Thanks for the discussion, all!
Robbie Thornton
14. Button
I'm totally with you as far as Pleasure Unbound. I bought the first two books in the Demonica series because it really looked like a series I could sink my teeth into. I read PU and while it wasn't "horrible", it didn't exactly make me raring to go and read more. I think it was a couple of months before I read Desire Unchained and for me, that's where the series caught my undivided attention.

Christine Warren's The Other's series was the same. I found "One Bite with a Stranger" a bit flat, but absolutely love Big Bad Wolf.

In Christine Feehan's Dark series, I found "Dark Prince" to be a bit annoying, with all the macho posturing, but after getting "aquainted" with the Carpathian males, I settled into really enjoying the rest of the series.

It's been so long since I read the Hathaways, I can't really give an opinion on the first book, but I can't remember disliking it.

I've just finished "Firelight" by Kristen Callahan, and I must say I really thought the book a bit clunky due to the world building. She kept so many things a mystery for so long that I was having trouble following it. But I hear it's a great series, so I will read the next book, but again, I'm not in a real hurry to do so, even though I know that many paranormal series have the tendency to get better as they go along.

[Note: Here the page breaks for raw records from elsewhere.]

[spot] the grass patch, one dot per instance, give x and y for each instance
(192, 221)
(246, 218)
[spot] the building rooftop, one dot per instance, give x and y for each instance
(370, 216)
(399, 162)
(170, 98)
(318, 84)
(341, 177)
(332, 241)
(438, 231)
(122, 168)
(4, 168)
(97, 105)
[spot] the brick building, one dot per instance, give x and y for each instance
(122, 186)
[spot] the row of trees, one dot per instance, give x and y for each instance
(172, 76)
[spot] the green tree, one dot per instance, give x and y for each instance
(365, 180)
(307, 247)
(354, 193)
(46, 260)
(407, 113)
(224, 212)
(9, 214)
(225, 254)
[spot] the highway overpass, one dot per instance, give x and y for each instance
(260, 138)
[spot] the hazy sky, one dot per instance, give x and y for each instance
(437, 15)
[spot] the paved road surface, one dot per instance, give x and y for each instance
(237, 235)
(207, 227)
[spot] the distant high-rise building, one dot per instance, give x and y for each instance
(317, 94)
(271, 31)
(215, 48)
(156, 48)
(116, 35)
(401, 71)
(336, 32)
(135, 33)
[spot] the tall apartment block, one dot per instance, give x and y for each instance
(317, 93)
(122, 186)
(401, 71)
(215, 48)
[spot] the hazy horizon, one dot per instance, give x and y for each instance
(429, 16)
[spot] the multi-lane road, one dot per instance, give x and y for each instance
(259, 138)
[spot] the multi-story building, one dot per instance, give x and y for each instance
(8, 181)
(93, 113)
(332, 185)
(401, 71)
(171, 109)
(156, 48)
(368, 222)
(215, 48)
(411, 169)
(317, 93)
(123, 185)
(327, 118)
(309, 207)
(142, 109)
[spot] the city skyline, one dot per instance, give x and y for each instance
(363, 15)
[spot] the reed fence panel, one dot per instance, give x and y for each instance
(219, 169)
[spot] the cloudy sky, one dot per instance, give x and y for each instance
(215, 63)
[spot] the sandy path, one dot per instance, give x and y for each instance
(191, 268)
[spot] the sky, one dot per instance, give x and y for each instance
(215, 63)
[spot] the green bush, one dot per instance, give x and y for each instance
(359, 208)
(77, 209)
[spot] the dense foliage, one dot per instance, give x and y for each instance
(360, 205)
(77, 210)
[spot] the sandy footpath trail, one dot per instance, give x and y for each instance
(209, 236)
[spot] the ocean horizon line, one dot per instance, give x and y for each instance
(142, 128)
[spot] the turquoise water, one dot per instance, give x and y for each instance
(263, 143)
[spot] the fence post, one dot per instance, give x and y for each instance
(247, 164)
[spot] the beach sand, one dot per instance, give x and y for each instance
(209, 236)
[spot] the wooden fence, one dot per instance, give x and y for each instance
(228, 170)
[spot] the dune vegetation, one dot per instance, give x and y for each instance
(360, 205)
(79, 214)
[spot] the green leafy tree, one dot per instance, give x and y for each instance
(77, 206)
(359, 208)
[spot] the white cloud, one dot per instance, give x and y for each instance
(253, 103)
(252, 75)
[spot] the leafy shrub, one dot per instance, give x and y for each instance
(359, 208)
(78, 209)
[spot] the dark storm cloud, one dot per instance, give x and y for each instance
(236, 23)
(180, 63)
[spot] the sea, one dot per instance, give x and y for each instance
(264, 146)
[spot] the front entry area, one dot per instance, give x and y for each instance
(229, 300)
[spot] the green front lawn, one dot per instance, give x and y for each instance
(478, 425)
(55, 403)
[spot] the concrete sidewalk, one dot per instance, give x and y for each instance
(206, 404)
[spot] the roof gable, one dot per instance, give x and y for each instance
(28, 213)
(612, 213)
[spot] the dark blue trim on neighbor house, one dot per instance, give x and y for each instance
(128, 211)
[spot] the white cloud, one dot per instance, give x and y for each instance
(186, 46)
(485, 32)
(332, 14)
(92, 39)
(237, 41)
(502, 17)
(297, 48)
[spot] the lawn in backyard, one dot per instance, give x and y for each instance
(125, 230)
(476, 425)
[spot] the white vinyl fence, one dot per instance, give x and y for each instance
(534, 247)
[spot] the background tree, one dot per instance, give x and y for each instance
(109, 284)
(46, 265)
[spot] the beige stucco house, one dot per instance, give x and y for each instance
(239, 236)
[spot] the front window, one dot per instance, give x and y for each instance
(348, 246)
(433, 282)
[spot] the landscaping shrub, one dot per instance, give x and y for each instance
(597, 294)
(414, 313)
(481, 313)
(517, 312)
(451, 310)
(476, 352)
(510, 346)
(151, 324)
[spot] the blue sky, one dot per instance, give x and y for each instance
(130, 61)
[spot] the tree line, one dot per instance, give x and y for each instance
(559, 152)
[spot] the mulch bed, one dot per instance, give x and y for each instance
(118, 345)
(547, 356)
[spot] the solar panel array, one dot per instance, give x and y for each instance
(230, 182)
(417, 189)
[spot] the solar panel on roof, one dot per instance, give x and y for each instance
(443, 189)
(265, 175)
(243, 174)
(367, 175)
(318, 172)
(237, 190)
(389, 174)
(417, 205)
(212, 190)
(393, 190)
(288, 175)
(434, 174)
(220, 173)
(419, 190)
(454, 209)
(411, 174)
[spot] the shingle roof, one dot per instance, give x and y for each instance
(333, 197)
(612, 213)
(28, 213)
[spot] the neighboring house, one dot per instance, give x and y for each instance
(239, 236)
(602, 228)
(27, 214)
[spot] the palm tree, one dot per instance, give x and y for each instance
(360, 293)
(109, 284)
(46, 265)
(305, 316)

Thanks for the discussion.

Great article. Thanks!
Brianne Sherwood
15. bri_in_nj
RE: the Iron Seas. While I've liked all of them, I thought Heart of Steel was very different and not as 'up there' for me. However, the third, Riveted, had me from the beginning and I couldn't put it down.
pamelia
16. Katie T.
I agree that the Merridew series got better after the first book. Unlike other series, it's so nice to go back and visit the other characters and peek into their happily-ever-afters. Maiden Lane, however, nope nope nope nope. Big nope.. It should have stopped at book 2 or 3. By now every single f-ing gentleman in the Ton has been the Ghost of St. Giles. It needs to stop like NOW. The latest book was all sorts of bad.
pamelia
17. Alessandra
What? You didnt immediately love Tayla and Eidolon's story? Thats a travesty. I lovedddd pleasure unbound. It's my favourite of the entire series. For a first book dud that then developed into a great series, I'd suggest, Ares' story in the Lords of Deliverance series. Whos's with me?
Tiffany Tyer
18. TiffanyTyer
@Katie T., it's so interesting. I'm still enjoying Maiden Lane. One of readers' favorites, Silence's book Scandalous Desires, though, I didn't love as much as I'd hoped I would from how it was set up in the previous book.

@Alessandra, now on Ione's Lords of Deliverance I am with you. The first book was not good for me, but in Demonica, Wraith's and Sin's, and even Shade's, books just blew the series out of the water. Pleasure Unbound was just too safe and predictable.